You have to think of this not as a person that is bad with money, but as an addict. It is situations like these that bankruptcy was created. Someone that cannot pay their debts goes to a judge who liquidates their nonexempt property and their debts are settled.
I also have a Chinese wife. She comes from a single mother family as her father died when she was young. They came to America and thought that everyone uses debt to live. Her mother did not speak English well so she has never had much work but she and her siblings have supported the family. She told me that in Chinese families all the money the family makes is given to the eldest of the home.
Unfortunately, they decided to buy brand new cars and a home before I started to date my current wife. They would also spend one or two thousand dollars a month on groceries and shop with abandon for clothing. Their excuse was that they are getting things on sale so they should buy lots of clothing. When I met my wife she had so many clothes that they would end up giving a way old items that she had never worn.
My first year living with my wife, she wanted to give her mother money because she could not afford her taxes. She gave her mother $8,888 for good luck. That was too much money for us to give up.
Some people become addicted to spending money. My wife's mother never bought things for her but bought them for the whole family. She wanted them to feel good and buy their love. It is pointless to give more money to people like this.
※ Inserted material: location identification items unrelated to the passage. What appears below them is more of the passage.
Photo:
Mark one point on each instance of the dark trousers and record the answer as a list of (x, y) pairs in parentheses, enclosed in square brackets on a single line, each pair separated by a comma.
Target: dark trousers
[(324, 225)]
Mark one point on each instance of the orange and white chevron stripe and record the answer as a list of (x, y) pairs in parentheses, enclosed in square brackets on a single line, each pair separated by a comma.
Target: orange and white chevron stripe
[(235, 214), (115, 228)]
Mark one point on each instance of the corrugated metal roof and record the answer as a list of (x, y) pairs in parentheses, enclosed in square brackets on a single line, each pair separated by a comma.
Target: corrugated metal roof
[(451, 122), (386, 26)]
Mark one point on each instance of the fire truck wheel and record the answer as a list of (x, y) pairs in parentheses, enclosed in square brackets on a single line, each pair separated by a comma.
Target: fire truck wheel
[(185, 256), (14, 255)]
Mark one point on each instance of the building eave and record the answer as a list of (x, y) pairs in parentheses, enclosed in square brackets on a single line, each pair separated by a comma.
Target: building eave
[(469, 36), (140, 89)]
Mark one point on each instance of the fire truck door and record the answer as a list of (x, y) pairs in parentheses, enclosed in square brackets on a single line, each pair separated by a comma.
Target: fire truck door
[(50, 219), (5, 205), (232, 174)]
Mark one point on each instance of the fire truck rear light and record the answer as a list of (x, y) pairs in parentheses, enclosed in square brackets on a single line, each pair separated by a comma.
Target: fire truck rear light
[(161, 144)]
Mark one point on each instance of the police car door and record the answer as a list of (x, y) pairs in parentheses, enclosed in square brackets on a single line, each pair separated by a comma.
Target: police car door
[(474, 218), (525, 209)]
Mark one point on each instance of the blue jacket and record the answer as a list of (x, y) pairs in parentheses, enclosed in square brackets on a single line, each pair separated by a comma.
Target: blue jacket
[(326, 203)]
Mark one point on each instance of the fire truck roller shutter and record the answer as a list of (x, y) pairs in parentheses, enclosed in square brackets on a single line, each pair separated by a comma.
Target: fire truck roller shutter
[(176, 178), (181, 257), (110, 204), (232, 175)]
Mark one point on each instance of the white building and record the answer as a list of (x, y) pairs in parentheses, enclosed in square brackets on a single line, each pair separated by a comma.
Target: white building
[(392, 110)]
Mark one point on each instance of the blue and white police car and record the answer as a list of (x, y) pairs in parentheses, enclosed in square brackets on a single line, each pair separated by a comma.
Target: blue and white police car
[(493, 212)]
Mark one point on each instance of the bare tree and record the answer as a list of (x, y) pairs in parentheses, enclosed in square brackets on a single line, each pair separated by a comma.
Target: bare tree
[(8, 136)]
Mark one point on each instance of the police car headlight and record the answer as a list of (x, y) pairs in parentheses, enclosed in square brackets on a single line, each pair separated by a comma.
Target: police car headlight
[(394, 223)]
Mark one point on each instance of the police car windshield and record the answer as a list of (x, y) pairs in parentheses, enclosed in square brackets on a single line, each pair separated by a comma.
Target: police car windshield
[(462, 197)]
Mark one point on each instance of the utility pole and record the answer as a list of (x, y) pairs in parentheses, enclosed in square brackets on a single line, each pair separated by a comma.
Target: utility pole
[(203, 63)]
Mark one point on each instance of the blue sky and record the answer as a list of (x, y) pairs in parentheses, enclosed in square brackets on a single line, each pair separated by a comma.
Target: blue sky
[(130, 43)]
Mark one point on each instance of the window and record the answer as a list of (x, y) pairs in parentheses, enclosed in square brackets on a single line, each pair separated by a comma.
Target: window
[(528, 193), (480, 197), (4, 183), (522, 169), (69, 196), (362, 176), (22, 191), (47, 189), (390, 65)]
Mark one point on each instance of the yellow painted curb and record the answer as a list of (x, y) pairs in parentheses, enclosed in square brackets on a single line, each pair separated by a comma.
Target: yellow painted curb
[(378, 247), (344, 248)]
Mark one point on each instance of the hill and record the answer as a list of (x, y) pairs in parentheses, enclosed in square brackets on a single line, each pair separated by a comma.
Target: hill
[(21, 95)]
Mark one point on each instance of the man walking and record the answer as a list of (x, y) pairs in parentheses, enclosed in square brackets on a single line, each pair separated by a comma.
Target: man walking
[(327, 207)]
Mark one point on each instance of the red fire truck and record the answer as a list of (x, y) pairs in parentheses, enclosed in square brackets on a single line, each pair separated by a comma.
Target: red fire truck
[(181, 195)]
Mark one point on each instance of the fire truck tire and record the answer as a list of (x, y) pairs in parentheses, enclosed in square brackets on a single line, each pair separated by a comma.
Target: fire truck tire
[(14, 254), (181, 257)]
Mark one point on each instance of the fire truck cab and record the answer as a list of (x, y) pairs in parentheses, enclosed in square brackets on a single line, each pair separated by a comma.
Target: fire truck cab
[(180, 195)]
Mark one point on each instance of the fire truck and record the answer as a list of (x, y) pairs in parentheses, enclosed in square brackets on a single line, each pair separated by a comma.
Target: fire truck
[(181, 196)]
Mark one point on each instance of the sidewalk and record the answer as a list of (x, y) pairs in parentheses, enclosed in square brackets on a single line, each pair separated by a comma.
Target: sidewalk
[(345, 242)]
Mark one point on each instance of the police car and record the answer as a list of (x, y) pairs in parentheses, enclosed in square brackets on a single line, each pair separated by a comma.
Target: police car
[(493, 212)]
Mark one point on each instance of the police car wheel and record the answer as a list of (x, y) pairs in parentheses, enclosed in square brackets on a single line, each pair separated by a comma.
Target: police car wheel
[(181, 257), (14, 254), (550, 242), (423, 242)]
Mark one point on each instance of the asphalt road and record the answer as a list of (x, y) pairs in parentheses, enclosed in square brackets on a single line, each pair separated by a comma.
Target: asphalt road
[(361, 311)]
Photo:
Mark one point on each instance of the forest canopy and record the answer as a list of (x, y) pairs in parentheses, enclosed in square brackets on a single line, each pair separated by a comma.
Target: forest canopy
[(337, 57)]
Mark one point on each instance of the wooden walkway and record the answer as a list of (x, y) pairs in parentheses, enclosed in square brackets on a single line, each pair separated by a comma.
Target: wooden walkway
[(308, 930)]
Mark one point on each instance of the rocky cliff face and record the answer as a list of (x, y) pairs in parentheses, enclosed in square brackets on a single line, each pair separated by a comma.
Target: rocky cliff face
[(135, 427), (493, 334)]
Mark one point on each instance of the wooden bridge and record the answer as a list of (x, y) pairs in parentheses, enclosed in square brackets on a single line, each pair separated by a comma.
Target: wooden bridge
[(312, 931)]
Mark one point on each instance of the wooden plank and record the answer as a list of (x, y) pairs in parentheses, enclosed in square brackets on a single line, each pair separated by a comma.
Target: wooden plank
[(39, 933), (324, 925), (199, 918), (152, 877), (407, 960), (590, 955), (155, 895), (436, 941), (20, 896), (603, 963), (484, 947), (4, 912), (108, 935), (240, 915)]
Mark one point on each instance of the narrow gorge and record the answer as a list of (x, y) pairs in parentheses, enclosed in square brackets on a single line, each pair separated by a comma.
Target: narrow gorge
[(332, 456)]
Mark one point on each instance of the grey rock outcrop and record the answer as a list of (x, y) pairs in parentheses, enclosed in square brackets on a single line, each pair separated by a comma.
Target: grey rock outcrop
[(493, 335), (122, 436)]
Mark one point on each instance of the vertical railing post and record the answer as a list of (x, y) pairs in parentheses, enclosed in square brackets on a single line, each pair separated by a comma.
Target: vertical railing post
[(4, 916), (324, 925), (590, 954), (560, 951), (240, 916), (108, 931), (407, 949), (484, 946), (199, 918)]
It is like giving a drink to an alcoholic thinking that it will sober them up. They may be in less pain now but it is just going to come back sooner or later.
I understand the situation of Chinese families. I think it is OK to give a little money to her mother each year around Chinese New Year, but not enough that it hurts us.
The way that I explained to my wife is that if we give her mother too much money she will feel comfortable and then go out and buy things she still cannot afford. It will just make matters worse because what is going to happen is that she is going to file for bankruptcy. Not only that but since she handles all the money, her unmarried brother and sister will also file bankruptcy. The home they live in will be foreclosed and hopefully no other bank will lend to them again.
If this happened I told my wife that I would not hesitate to lend them moral support or even let them stay in our home or another home we own. Instead of being in overwhelming debt, I had no debt when I married my wife. We are paying off her student loan debt. If we are in a good position then we will be able to help our entire family be well off. They may not own their own house, buy thousands of food, or drive the fanciest car; but they will be loved and cared for like decent human beings.
Remember that boundaries must be set, but if you are in a good financial position you will be able to help and advise your wife's in-laws when the time comes.